Trinh et al. (19) revealed an association between elevated NLR levels post-treatment and significantly poorer outcomes in both PFS and OS. This finding highlights the importance of monitoring NLR as a potential prognostic marker for patients. While LMR pre- and post-treatment were positively correlated with PFS, an increase in LMR during CRT was negatively correlated with PFS and OS. In various studies, it has been demonstrated that patients with cervical cancer who present a high preoperative NLR face markedly poorer OS and PFS compared to their counterparts. This highlights the critical importance of monitoring NLR levels in preoperative assessments to better predict patient outcomes and tailor treatment strategies effectively. However, no prognostic difference was noted between the groups with elevated and reduced NLR (20). In our study, we found no clinical difference between patients with increased and decreased NLR in terms of prognosis. This outcome is expected, as NLR is a dynamic indicator that is susceptible to the host’s condition, and inflammation, the administered treatment, and the resultant response. In addition, the small sample size may have influenced these results. In this context, we believe blood biomarkers, including NLR, need a prospective investigation in randomized clinical trials.
Study Limitations
First, this study is a retrospective investigation of a single institution, which is one of its limitations.
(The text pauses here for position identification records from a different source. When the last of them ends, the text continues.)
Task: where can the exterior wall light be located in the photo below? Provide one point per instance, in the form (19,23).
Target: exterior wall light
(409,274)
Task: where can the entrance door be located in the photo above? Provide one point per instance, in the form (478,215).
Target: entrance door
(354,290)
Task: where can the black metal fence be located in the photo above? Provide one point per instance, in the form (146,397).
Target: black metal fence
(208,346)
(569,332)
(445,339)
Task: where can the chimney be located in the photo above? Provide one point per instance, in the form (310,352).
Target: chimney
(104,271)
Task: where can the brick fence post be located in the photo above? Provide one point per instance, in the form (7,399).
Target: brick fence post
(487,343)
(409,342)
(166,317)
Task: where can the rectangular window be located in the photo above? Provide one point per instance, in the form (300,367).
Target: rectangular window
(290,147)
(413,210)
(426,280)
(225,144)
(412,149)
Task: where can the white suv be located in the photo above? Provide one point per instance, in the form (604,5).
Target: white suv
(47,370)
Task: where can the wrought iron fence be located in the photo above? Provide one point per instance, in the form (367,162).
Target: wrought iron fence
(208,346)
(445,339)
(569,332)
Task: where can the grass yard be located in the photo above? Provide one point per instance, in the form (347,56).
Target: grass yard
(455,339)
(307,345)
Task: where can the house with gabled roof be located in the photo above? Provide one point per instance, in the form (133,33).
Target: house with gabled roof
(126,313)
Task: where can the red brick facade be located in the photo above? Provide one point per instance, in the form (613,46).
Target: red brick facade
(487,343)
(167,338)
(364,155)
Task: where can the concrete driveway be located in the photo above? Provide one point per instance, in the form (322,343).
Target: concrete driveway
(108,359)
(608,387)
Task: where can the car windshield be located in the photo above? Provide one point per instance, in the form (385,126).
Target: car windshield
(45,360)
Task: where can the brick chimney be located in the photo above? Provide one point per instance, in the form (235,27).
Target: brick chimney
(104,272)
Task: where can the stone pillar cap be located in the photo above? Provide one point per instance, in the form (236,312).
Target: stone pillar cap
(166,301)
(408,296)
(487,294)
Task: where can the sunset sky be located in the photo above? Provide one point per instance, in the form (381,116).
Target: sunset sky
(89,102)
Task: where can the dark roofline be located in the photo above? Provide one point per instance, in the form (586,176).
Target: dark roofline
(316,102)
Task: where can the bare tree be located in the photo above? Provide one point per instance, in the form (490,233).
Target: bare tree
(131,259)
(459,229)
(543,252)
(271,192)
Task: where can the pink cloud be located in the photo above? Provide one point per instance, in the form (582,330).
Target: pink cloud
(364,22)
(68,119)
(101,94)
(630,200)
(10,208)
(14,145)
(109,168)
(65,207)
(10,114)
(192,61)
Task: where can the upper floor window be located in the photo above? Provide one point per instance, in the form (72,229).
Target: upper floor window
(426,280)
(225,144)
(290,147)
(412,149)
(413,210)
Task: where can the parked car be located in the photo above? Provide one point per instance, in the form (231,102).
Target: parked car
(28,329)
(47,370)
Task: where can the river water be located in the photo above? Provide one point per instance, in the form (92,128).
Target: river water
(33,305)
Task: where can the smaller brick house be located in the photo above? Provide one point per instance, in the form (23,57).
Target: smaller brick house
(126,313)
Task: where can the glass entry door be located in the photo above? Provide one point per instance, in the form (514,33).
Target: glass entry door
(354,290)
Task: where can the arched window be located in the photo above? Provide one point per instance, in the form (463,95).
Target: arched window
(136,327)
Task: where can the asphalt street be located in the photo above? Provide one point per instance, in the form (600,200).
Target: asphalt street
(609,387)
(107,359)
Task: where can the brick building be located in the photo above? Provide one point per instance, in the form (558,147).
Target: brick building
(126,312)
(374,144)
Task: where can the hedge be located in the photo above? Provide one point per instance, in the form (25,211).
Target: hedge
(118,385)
Second, NLR may be affected by potential confounding variables. Third, our study’s small sample size and demographic differences can limit how broadly our results can be applied; therefore further confirmation through a multicenter, extensive investigation is required.
Conclusion
We did not observe a change in NLR values in the prognosis of patients treated with CRT. Enhancing comprehension of prognostic biomarkers like NLR, and the molecular mechanisms influencing their changes in cervical cancer patients receiving CRT may offer further clinical value to treatment decisions. However, it is crucial to understand their time dependency with regard to definitive therapy, as we continue to explore the usefulness of these markers.